“2 Polio Paralysis Cases in Nigeria Set Back Eradication Effort”
Recently reported cases of paralysis from polio in Nigeria has reframed how the international health community is thinking about the polio-eradication efforts. The New York Times published an article on the set back in the polio eradication effort:
In a serious setback to the drive to eradicate polio from the world, two cases of paralysis caused by the virus have been detected in northeast Nigeria, theWorld Health Organization announced Thursday.
The discovery dashed the hopes of global health authorities to be able to declare the continent polio-free soon. Nigeria’s last case of wild polio virus was reported in July 2014. The continent’s last was reported in Somalia a month after that. The W.H.O. requires three years with no confirmed cases before declaring a region polio-free.
“We are deeply saddened by the news,” said Dr. Matshidiso Moeti, the W.H.O. regional director for Africa. “The overriding priority now is to immunize all children around the affected area.”
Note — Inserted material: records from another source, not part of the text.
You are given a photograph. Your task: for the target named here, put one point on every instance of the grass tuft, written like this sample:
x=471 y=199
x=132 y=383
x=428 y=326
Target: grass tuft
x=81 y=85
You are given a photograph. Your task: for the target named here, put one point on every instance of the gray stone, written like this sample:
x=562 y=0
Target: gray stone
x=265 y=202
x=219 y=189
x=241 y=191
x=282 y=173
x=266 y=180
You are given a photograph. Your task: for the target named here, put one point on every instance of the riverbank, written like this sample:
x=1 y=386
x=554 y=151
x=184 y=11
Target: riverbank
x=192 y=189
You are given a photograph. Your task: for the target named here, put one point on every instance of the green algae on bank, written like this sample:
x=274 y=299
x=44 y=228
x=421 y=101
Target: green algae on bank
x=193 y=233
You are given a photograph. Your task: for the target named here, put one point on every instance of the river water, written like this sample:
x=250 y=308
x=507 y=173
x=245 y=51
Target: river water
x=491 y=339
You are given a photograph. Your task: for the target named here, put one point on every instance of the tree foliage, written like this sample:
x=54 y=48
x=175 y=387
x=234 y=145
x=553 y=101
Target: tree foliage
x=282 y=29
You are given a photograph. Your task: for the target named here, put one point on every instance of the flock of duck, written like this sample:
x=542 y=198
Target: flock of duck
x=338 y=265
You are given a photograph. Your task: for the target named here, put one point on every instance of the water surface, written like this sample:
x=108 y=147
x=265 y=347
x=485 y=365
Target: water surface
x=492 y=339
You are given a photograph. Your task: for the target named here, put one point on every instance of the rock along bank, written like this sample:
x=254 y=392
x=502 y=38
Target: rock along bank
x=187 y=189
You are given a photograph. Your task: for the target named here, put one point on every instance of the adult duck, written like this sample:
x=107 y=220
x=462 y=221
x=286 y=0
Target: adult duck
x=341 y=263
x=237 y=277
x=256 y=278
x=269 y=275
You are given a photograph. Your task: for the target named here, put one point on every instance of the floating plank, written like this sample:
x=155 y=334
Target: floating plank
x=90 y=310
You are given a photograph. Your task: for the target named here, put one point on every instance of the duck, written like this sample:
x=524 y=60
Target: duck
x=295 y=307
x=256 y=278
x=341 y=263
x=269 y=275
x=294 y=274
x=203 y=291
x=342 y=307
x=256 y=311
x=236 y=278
Polio paralyzes only about one child of every 200 infected, and in dangerous or remote regions, many cases of paralysis are never detected, so health authorities assume the virus is far more widespread than two cases would suggest.
Until Thursday, the last known cases of paralysis caused by “wild” virus were all in Pakistan and Afghanistan. (Vaccination in many countries is still done with oral drops containing weakened live virus, which sometimes mutates to become more dangerous and start outbreaks of “vaccine-derived polio,” which also can paralyze. While alarming, those outbreaks can usually be brought under control quickly with further vaccination.)
As recently as 2012, Nigeria accounted for more than half of all polio cases worldwide. Interrupting polio transmission in Africa was considered a major public health triumph. Only two diseases — smallpox and rinderpest, a veterinary disease — have ever been eradicated from the earth, and in both of them the last cases were found in Africa. The last few hundred cases of Guinea worm, or dracunculiasis, the only other disease as close to eradication as polio is, are also confined to Africa.